Capitol Rioter Flashes Gun After Trump Pardon, Joining Growing List of Freed Insurrectionists Facing New Charges

Ryan Nichols thought his troubles were over when Donald Trump wiped his slate clean on the first day of his second presidency. Instead, the 35-year-old Texas man now faces a new criminal charge just months after his unconditional pardon for attacking police with pepper spray during the January 6, 2021 Capitol riot.

Nichols allegedly brandished a handgun during an argument in a church parking lot in Harleton, Texas on May 10. According to the Harrison County Sheriff's Office, he confronted another man who tried to walk away with his family, then raised his shirt to display the weapon and gripped it with his hand. The alleged victim told deputies he feared for his life.

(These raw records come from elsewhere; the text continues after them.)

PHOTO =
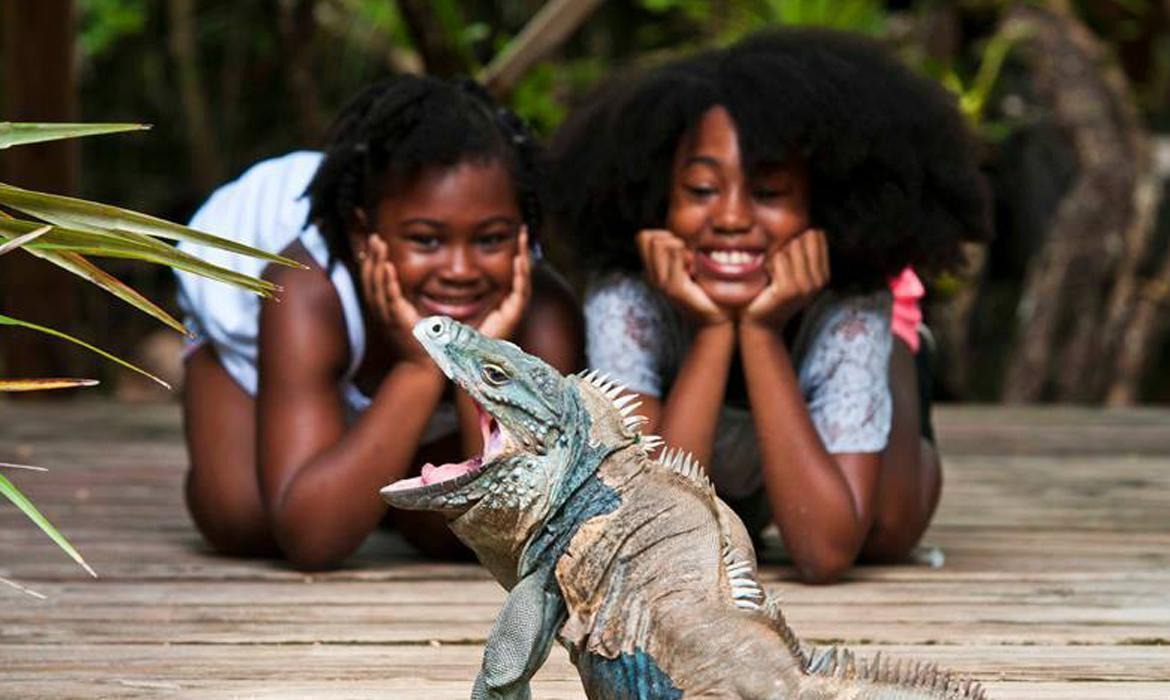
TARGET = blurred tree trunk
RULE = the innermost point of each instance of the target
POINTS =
(556, 21)
(1071, 288)
(201, 144)
(39, 86)
(1148, 314)
(297, 28)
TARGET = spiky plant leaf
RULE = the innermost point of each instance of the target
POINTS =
(20, 132)
(129, 246)
(21, 588)
(13, 494)
(32, 235)
(89, 272)
(41, 385)
(18, 322)
(89, 215)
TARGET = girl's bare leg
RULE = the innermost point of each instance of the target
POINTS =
(910, 480)
(222, 485)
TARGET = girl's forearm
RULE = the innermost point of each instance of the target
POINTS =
(821, 515)
(692, 410)
(331, 503)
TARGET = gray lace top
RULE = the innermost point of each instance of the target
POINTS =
(840, 355)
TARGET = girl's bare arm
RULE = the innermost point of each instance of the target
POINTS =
(319, 477)
(821, 502)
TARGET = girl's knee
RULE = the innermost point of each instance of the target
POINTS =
(231, 526)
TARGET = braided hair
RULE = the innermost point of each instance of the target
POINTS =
(399, 127)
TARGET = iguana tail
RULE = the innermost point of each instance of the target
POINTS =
(833, 672)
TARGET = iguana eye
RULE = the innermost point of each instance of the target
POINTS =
(495, 375)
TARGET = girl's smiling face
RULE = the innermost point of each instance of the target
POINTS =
(452, 235)
(729, 219)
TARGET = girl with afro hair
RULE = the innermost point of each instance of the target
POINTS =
(745, 213)
(297, 411)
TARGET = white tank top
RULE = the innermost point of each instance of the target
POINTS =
(266, 208)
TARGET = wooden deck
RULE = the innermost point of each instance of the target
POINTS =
(1055, 527)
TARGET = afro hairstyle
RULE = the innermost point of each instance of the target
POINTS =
(893, 172)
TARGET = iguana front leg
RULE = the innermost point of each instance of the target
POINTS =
(521, 638)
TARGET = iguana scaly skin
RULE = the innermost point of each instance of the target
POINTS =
(631, 562)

Authorities arrested Nichols on a count of deadly conduct. He also faced separate harassment warrants. He posted an $8,000 bond and was released two days later.

The incident marks another chapter in a troubling pattern. At least five people freed by Trump for their roles in the Capitol attack have now been accused of committing crimes afterward, according to tracking by Citizens for Responsibility and Ethics in Washington, a non-profit watchdog group.

Nichols pleaded guilty in November 2023 to his Capitol offense. During the riot, he sprayed officers with pepper spray and recorded himself making violent threats. "It's going to be violent and if you are asking, 'Is Ryan Nichols going to bring violence? Yes, Ryan Nichols is going to bring violence,'" he said in the video. A federal judge sentenced him to five years and three months in prison before Trump freed him in January 2025.

The timing of Nichols' new arrest sits awkwardly alongside his brief political ambitions. In April, he announced plans to run for Congress. That campaign ended quickly. "My heart is in the right place," Nichols said when withdrawing. "But I do not have the ability to properly lead this country."

Other pardoned Capitol participants have landed in legal trouble since Trump's amnesty. Christopher Moynihan pleaded guilty in February in New York to harassment for making threats against House Democratic leader Hakeem Jeffries. He received three years of probation. Zachary Alam, meanwhile, was sentenced to seven years in prison on May 7 after a jury found him guilty of burglary in Virginia.

A database of more than 30 pardoned Capitol rioters shows that Trump's broad clemency granted freedom to people with criminal histories extending far beyond January 6. The list reveals the scope of the president's decision to wipe clean convictions for roughly 1,500 insurrectionists on his first day back in office.

Author James Rodriguez: "A pardon is supposed to be redemptive, not a reset button for someone's next arrest."